Она сумасшедшая, подумал Непомнящий.
И одновременно ощутил давно забытое чувство – чьи-то большие теплые ладони осторожно сжали сердце, и стало ему хорошо в этих ладонях – спокойно, уютно.
Только щиплет в носу почему-то – и в глазах неожиданно горячо.
В это время – наверное, кстати, потому что забытое чувство накатило внезапно, сильно и Непомнящий совершенно не знал, как с ним быть, – в кармане пиджака слабо звякнул мобильный телефон.
– Простите. – Это был в высшей степени удобный повод для того, чтобы отвернуться.
Он возблагодарил судьбу, еще не зная, кто звонит.
А узнав, приятно удивился.
Звонил адвокат, любитель поповского фар – фора. Надо сказать, что некоторое время после ужина в «Узбекистане» и позже, когда уже разгромили магазин, Игорь Всеволодович рассчитывал на услуги мэтра. Разумеется, не безвозмездные.
Но время шло, и в какой-то миг стало ясно – рассчитывать не стоит. Человек, возможно, и хотел бы, но ничем не может помочь. Потому и не звонит. И уж тем паче звонить не следует ему, во избежание взаимной неловкости, которая, как правило, долго отравляет память.
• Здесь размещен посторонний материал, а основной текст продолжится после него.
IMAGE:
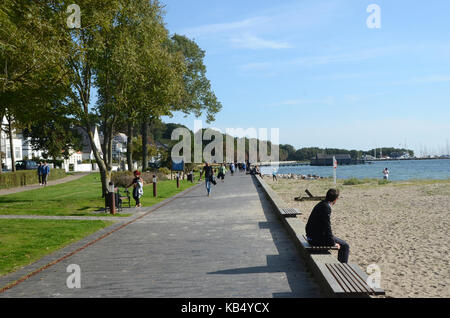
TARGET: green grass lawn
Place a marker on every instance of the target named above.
(77, 198)
(25, 241)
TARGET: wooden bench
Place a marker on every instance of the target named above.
(290, 212)
(311, 248)
(310, 197)
(347, 280)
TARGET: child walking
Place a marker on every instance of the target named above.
(138, 188)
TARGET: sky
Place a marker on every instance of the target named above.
(316, 71)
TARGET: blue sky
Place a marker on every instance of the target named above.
(315, 70)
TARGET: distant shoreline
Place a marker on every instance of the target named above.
(307, 163)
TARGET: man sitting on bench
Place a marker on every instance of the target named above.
(318, 228)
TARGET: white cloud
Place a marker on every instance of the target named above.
(218, 28)
(425, 80)
(304, 101)
(248, 41)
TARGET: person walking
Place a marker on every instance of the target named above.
(222, 172)
(138, 188)
(39, 170)
(386, 174)
(318, 228)
(208, 171)
(45, 173)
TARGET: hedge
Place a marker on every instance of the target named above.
(124, 178)
(26, 177)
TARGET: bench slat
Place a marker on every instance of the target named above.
(304, 241)
(347, 279)
(331, 280)
(341, 279)
(360, 283)
(363, 276)
(289, 212)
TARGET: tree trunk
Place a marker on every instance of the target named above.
(145, 143)
(105, 171)
(130, 146)
(11, 145)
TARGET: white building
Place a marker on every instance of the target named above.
(28, 151)
(87, 152)
(6, 149)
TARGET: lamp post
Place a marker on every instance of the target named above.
(154, 186)
(112, 202)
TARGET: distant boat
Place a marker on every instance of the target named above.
(327, 160)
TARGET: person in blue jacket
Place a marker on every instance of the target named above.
(45, 173)
(40, 173)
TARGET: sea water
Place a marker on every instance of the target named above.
(399, 170)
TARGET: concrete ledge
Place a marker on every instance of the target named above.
(296, 227)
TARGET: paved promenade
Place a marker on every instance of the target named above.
(227, 245)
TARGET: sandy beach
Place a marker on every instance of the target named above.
(403, 227)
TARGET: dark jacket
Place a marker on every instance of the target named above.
(318, 228)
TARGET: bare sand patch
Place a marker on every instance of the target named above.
(403, 227)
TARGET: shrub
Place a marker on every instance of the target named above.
(124, 178)
(164, 170)
(26, 177)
Теперь Герман Константинович звонил сам.
И это означало примерно следующее.
Где-то в неведомых кущах или в заоблачных высях чаша весов, на которую кто-то поместил интересы, а быть может, и жизнь Игоря Всеволодовича, сдвинулась с места и легонько поползла вниз.
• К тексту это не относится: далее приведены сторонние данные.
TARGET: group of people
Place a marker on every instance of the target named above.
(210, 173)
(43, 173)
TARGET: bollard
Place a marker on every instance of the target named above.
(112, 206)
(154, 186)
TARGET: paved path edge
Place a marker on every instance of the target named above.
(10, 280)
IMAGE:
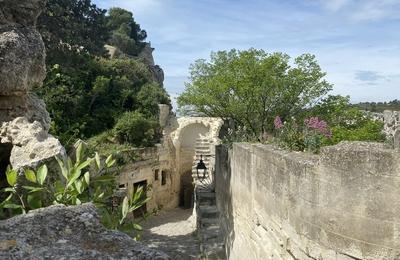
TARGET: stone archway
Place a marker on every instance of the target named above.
(185, 139)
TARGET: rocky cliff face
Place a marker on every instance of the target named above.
(60, 232)
(24, 121)
(147, 56)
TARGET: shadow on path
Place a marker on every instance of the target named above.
(172, 232)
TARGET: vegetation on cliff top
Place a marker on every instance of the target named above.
(85, 91)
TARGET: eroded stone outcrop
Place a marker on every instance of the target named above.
(24, 121)
(31, 143)
(60, 232)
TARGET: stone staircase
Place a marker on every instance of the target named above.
(211, 243)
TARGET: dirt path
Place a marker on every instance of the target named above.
(173, 233)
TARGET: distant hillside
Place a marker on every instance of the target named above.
(89, 87)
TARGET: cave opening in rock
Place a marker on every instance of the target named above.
(5, 153)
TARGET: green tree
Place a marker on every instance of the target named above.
(134, 128)
(251, 87)
(347, 122)
(126, 33)
(71, 28)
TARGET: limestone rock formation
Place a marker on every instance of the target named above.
(60, 232)
(24, 121)
(31, 143)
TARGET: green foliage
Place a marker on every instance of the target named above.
(379, 106)
(252, 86)
(87, 103)
(134, 128)
(291, 136)
(120, 218)
(85, 91)
(85, 180)
(72, 27)
(347, 122)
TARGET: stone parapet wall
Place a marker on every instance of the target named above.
(342, 204)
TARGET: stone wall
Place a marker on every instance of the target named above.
(342, 204)
(391, 120)
(149, 168)
(24, 121)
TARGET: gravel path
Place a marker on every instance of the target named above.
(173, 233)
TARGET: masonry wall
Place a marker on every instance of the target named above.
(151, 162)
(342, 204)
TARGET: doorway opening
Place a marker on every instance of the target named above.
(140, 212)
(5, 153)
(187, 190)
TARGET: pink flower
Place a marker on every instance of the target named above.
(278, 122)
(319, 125)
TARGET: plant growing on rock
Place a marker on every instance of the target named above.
(85, 180)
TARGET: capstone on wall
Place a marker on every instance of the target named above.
(341, 204)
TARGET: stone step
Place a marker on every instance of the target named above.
(213, 249)
(208, 222)
(208, 211)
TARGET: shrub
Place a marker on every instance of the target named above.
(135, 129)
(85, 180)
(347, 123)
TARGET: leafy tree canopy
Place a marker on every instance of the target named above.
(85, 91)
(251, 87)
(126, 33)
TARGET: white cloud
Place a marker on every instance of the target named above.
(335, 5)
(372, 10)
(364, 10)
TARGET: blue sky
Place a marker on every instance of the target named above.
(357, 42)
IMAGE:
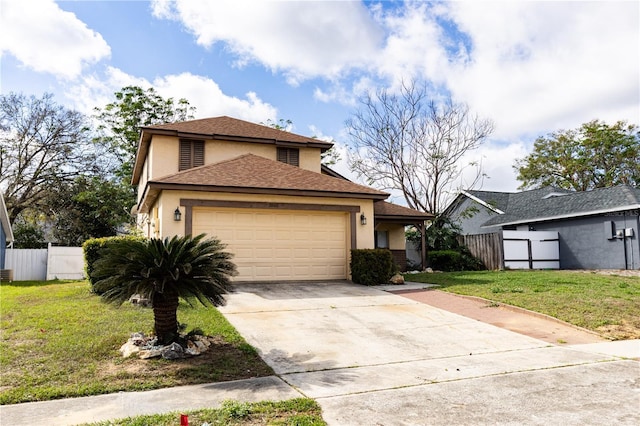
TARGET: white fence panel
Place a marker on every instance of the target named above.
(65, 263)
(27, 264)
(531, 249)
Возможно, движение было робким. Едва заметным.
Но не для Германа Константиновича.
И вот он звонил.
Говорил суховато, камуфлируя комплекс некоторой вины, но бодро, а главное, так, словно расстались вчера.
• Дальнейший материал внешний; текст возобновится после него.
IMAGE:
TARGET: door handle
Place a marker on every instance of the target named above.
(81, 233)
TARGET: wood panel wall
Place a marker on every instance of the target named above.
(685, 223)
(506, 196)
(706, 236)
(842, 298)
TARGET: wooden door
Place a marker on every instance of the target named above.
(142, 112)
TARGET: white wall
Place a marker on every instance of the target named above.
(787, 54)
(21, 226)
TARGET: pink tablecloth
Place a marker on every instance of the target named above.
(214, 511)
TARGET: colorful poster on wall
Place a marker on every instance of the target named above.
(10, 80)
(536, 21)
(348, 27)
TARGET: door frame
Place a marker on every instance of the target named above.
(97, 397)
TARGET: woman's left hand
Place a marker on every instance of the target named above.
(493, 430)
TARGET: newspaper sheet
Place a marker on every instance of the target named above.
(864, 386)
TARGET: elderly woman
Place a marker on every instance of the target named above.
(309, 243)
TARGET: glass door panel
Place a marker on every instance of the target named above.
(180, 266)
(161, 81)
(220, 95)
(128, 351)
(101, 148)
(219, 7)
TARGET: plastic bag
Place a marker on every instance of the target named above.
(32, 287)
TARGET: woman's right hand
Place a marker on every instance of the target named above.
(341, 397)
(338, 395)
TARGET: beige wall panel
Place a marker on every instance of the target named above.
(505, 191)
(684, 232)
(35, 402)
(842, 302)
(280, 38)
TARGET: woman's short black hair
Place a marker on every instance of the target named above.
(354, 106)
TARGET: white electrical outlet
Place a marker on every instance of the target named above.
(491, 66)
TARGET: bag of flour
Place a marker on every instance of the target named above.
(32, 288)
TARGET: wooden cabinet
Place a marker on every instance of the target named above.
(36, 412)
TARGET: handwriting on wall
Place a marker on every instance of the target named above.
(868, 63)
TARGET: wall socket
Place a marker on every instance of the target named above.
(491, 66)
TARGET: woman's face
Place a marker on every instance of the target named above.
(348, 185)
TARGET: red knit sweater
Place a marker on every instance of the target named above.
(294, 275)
– Здравствуй, дружок. Насчет твоей сказки появилась некая ясность. А главное, люди, с которыми можно – и нужно! – говорить. Ты меня понял?
– Я готов!
– Вот и прекрасно. Не занимай вечер. Или по крайней мере будь в зоне досягаемости…
Это был сумасшедший день.
Воистину что-то там происходило со звездами или некими другими субстанциями.
Хорошо было бы еще понять – что?
Минск, год 1941-й
Это было странное, ирреальное, но захватывающее зрелище. Что-то из области фантастики, возможно.
Вспомнились фильмы Лени Рифеншталь и ее фотографии. Он любил творчество этой женщины.
Она фантастически снимала обычные, совершенно реальные вещи и события, в действительности даже скучноватые и однообразные. С фантазией у людей Геббельса всегда были проблемы. С образованием и вкусом, впрочем, тоже.
Но она снимала их топорные мистерии, будто слегка смещая происходящее в пространстве и во времени.